Jina B. Kim is an Assistant Professor of English Language & Literature and the Study of Women & Gender at Smith College. She specializes in feminist disability studies, women-of-color feminisms/queer-of-color critique and contemporary ethnic U.S. literatures with an emphasis on feminist-of-color writing and cultural expression post-1968. She is currently at work on a manuscript, Anatomy of the City: Race, Disability, and U.S. Fictions of Dependency, which examines how multiethnic U.S. literatures situated in post-Reagan cities recuperate the maligned condition of public dependency.
Diana Paulin is Associate Professor of American Studies and English at Trinity College. Her first book, Imperfect Unions: Staging Miscegenation in US Drama and Fiction, won the Errol Hill Award for Outstanding Scholarship in African American Theatre Studies. She has continued to examine how race intersects with other aspects of identity by addressing topics, such as racial performance, critical autism studies and race, and race and sexuality, in her research, publications, teaching, and presentations. More recently, she presented work on race and disability at the MLA, the ASA, and at the SDS (Society for Disability Studies); Paulin also published a commentary on the intersections of Disability Studies and Critical Race Studies in Disability Studies Quarterly. She is currently working on a book project entitled: Black Autism.
Nic John Ramos is a Mellon Postdoctoral Fellow at Brown University affiliated with the Department of Africana Studies and the Center for the Study of Slavery and Justice. He is a scholar of the history of medicine and urban policy. His work contributes to the growing scholarship on racial capitalism by bringing together the discourses of feminist, queer, and disability studies with political economy.

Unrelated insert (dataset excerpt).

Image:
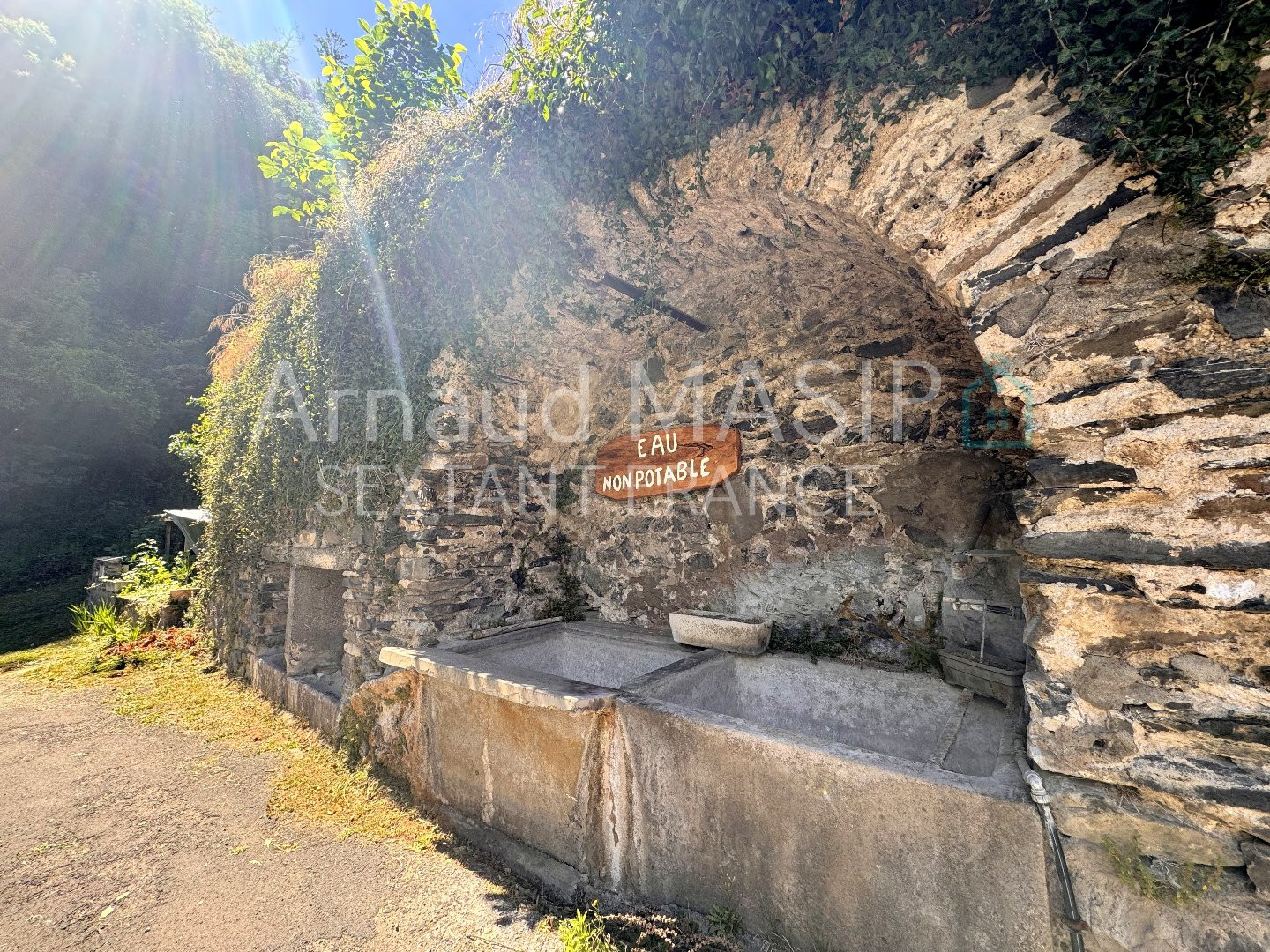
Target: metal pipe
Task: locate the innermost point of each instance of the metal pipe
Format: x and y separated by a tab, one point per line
1076	926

His book project examines how post-1965 health institutions produced and legitimated new ways of seeing race and sexuality that split communities of color between a “multicultural mainstream” and a “permanent underclass” by the 1980s.

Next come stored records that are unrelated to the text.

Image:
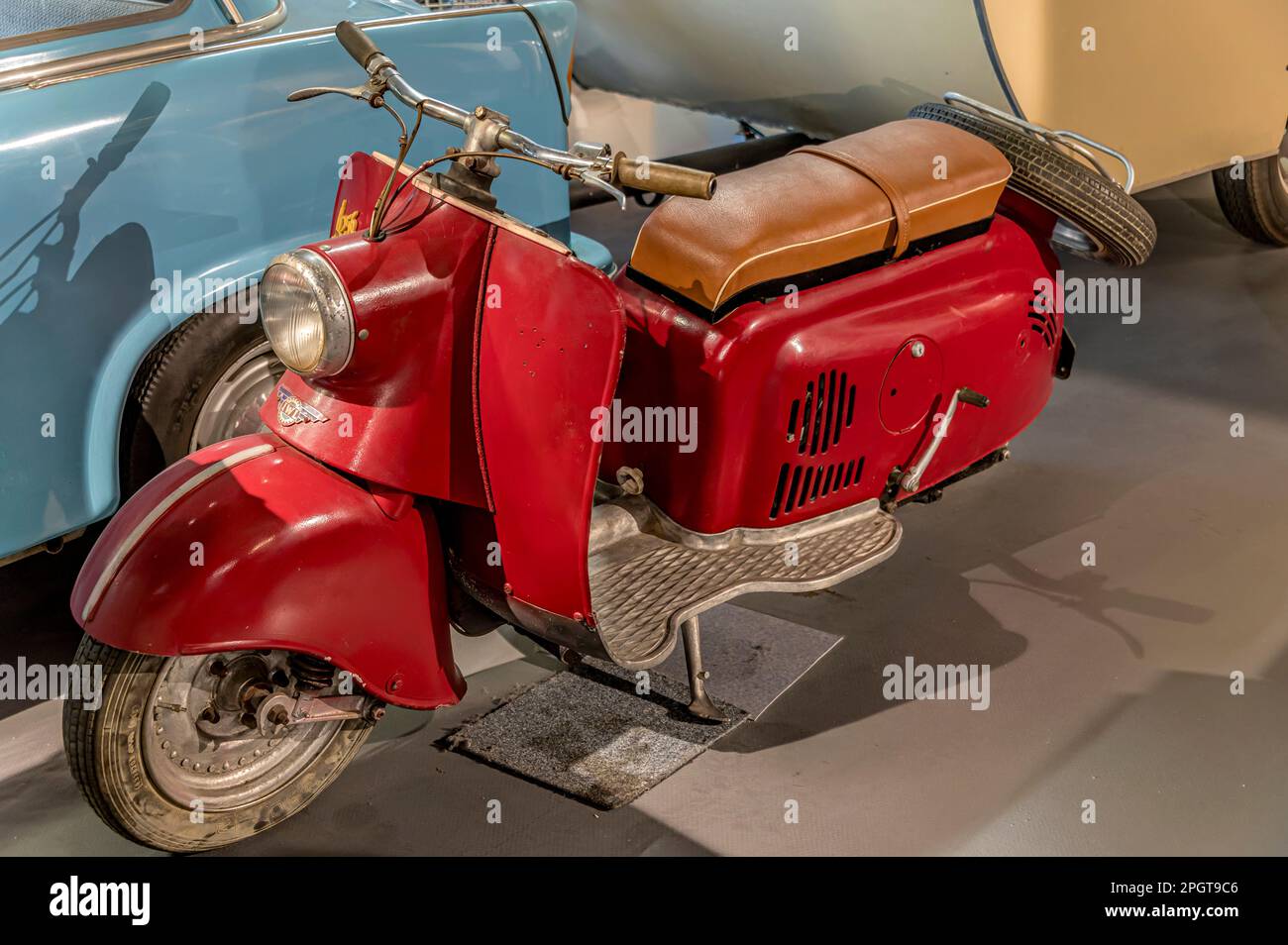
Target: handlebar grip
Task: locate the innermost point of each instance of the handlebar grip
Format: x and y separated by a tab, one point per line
657	176
356	43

Spectrum Theatre Ensemble is a group of theatre artists, both neurotypical and on the autism spectrum, based in Providence, RI. The company was founded in 2017 by Clay B. Martin, PJ Miller, and a diverse group of individuals who share a common belief: that the theatre provides a unique venue for the understanding and inclusion of all, and that our society and culture are stronger for it. By producing relevant and high-quality productions and workshops, STE aims to engage both artists and audiences to develop social skills, empathy, and understanding, and to spread the message of inclusion all over the world.